What Jill Abramson Is Made Of
This morning, Jill Abramson kept a promise she’d made months ago to deliver the commencement address at Wake Forest University. She had every reason to cancel. She didn’t.
She said little about her firing as editor of the New York Times less than a week before, but just by showing up, she said a lot about who she is. She keeps her word, plows ahead (she recovered to take over the Times after a truck ran her over, causing serious injuries), is a born leader with eight Pulitzers to show for three-year tenure, and has a sense of humor.
She recalled how her father, who didn’t graduate college, was proud of her success, but prouder still of the way she handled setbacks.
She devoted her address “to anyone who has been dumped -- you bet -- not gotten the job you wanted, or received those horrible rejection letters from grad school. You know the sting of losing or not getting something you badly want. When that happens, show what you are made of.”
Her only reluctance was the fear of detracting from the graduates' big day.
“The only real news here today is your graduation from this great university,” she said. “I'm impressed that your achievements have attracted so much media attention -- as well they should.”

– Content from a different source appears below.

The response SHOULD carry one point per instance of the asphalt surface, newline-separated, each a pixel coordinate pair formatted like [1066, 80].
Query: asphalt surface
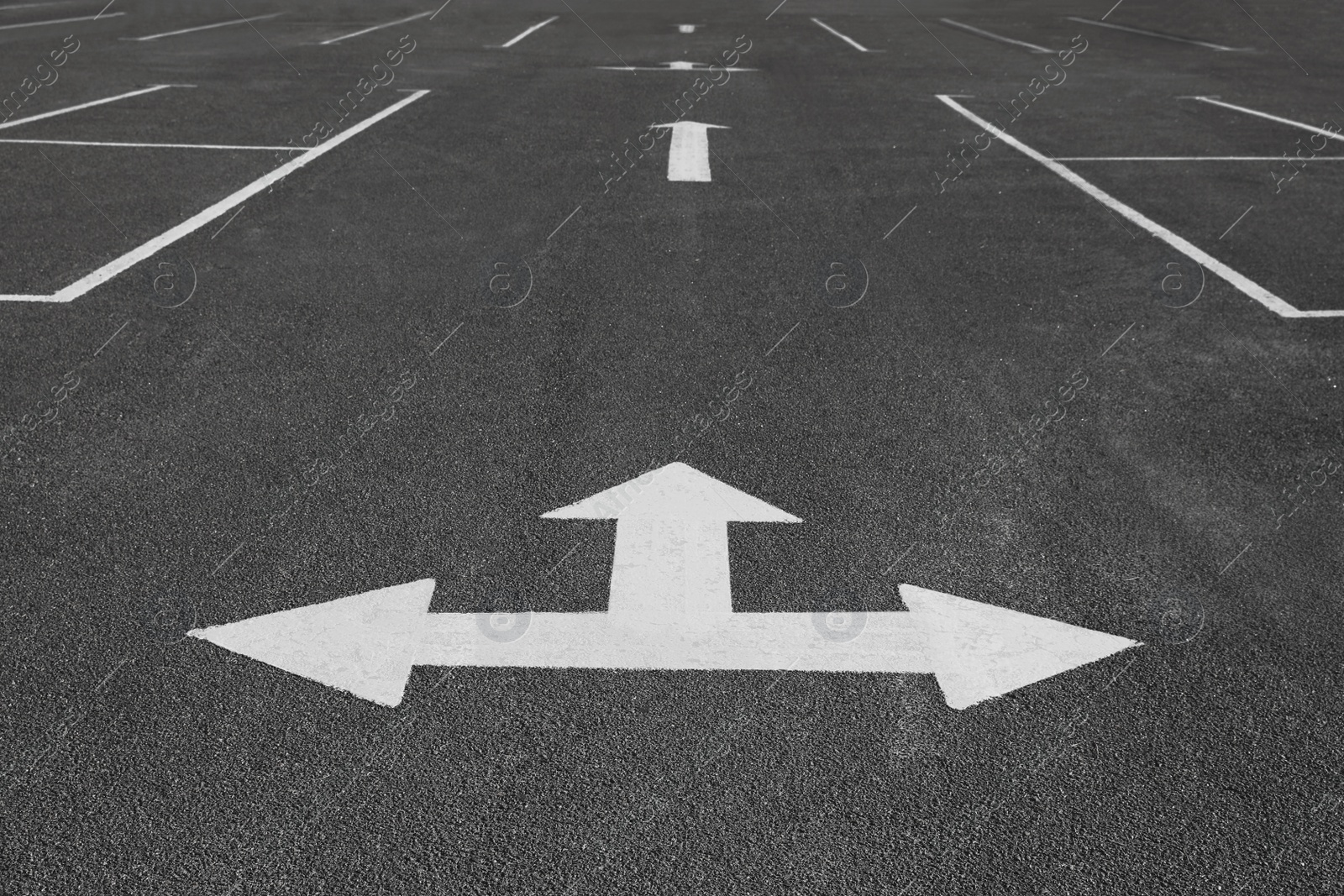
[212, 461]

I can identify with Abramson. I was the first woman columnist at Time magazine, a wonderful job that came to a bad end. But my situation wasn't comparable in one important way: Abramson just lived through five days of global coverage of her dismissal, which was justified by her former employer on the grounds that she was brusque, too high-profile, mercurial, polarizing, a poor communicator and, yes, pushy. Women suspect that’s how weak men think of strong women. It hurts.

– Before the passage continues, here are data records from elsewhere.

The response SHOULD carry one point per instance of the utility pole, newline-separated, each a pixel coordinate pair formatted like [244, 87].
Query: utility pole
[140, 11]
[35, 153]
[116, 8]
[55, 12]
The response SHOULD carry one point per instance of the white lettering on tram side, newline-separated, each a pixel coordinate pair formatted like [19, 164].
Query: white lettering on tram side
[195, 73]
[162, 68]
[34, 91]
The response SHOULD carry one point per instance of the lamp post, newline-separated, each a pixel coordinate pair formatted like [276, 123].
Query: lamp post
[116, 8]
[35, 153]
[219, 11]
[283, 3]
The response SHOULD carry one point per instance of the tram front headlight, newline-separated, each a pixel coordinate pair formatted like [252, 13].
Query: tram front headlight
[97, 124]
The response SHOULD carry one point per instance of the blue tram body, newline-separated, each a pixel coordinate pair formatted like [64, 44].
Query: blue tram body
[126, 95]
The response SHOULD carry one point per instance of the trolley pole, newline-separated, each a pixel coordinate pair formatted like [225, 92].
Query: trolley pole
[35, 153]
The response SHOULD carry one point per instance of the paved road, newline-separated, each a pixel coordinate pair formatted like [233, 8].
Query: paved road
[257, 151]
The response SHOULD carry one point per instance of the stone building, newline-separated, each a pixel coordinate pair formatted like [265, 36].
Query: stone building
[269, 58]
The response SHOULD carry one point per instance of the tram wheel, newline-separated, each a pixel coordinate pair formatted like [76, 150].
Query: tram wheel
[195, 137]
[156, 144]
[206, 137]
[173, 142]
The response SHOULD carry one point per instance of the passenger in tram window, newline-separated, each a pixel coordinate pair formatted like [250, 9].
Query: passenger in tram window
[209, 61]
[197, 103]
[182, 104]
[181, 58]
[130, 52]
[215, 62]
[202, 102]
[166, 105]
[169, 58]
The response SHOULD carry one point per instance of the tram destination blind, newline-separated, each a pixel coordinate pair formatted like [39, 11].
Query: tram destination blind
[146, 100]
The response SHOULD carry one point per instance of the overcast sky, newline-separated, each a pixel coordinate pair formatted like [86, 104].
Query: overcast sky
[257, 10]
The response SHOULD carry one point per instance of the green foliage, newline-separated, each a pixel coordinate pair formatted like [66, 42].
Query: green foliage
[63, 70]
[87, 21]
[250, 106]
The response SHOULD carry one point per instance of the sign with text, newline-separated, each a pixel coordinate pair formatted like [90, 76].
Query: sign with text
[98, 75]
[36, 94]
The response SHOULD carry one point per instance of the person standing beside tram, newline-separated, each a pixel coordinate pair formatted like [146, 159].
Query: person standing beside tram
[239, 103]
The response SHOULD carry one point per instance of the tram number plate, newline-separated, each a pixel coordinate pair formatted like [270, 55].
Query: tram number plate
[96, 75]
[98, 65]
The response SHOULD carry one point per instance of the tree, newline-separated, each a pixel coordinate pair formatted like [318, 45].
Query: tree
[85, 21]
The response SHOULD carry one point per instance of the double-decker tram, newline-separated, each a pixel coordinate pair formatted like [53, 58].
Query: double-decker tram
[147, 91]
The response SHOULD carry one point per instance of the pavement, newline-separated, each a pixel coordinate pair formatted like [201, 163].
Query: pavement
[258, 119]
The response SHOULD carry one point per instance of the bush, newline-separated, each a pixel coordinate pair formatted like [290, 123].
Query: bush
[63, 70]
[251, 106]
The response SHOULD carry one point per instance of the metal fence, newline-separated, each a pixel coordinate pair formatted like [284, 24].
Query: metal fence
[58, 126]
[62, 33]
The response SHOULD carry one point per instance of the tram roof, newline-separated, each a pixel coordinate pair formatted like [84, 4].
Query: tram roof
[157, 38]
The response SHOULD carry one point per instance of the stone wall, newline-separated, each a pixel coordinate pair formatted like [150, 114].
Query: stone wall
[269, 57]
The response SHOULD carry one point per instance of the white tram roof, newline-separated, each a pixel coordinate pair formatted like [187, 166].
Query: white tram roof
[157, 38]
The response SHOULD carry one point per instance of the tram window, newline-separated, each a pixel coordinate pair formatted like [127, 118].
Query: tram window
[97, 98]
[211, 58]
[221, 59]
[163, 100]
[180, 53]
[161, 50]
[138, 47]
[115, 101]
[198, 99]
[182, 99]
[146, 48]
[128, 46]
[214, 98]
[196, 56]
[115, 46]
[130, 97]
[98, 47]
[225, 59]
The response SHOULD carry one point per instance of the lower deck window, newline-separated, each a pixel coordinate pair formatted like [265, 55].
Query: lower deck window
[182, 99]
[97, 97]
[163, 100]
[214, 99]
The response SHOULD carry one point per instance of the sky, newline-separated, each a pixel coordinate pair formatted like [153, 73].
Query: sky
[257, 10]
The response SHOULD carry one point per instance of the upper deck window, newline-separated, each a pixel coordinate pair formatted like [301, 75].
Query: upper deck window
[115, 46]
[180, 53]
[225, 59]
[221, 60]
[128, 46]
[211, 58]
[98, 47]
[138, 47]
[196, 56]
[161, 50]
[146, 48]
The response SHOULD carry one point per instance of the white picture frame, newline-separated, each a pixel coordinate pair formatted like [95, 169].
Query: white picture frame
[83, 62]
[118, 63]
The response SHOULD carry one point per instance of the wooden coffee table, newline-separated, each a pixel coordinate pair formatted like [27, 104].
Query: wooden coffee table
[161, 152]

In the narrative that's unfolded over the last few days, Abramson’s story pits an editor who loved the Times (and has a tattoo to prove it) against a publisher, Arthur Sulzberger Jr., who inherited the job at a time when the newspaper industry was in peril.
The Times' own media critic, David Carr, wrote that even though the Times displayed a “lack of decorum” that was "stunning” in handling her firing, the woman part of the story was just a sideshow. According to Carr, a big reason for the decision to dismiss Abramson was her decision to try to hire a managing editor for digital projects without informing Dean Baquet, her then-No. 2 and now her replacement as executive editor.
Women don’t see it that way. About 30 news organizations covered Abramson’s speech at Wake Forest because she was the newspaper's first female editor and was let go for conduct that might not fell a man. Veteran journalists Kara Swisher and former Washington Post reporter and Politico editor Susan Glasser ("Editing While Female”) have written eloquently to that point.
My story isn’t as interesting. I had a great run at Time. My writing didn’t change, but the tastes of the editorial hierarchy did. The most egregious incident involved the personal reminiscence I was asked to write about Washington Post Publisher Katharine Graham when she died. My column bounced back to me with a note explaining that I had failed to deal with the issue of Washington Post Co.'s A and B shares. It was the first time I'd been asked to build an elegy around corporate structure.
But it wasn't the first clash of editorial taste. Over time, I felt like I was becoming the farmer who was being paid not to grow soybeans. I resisted saying I was going to spend more time with my family. My family already saw enough of me. But, unlike Abramson, I didn’t have the guts to leave and use my story to help other women. I took a leave of absence to write a book. The summer served as something of a cooling-off period. But I’d tasted life without the aggravation and decided to move on.
When Howell Raines was dismissed from the editor's job at the Times, he addressed the newsroom before walking out the door. Not so, Abramson. There were no goodbyes. Her full-on welcome at Wake Forest might have to serve as her farewell for now. “What’s next for me?” she asked near the end of her address. “I don’t know, so I’m exactly in the same boat as many of you.”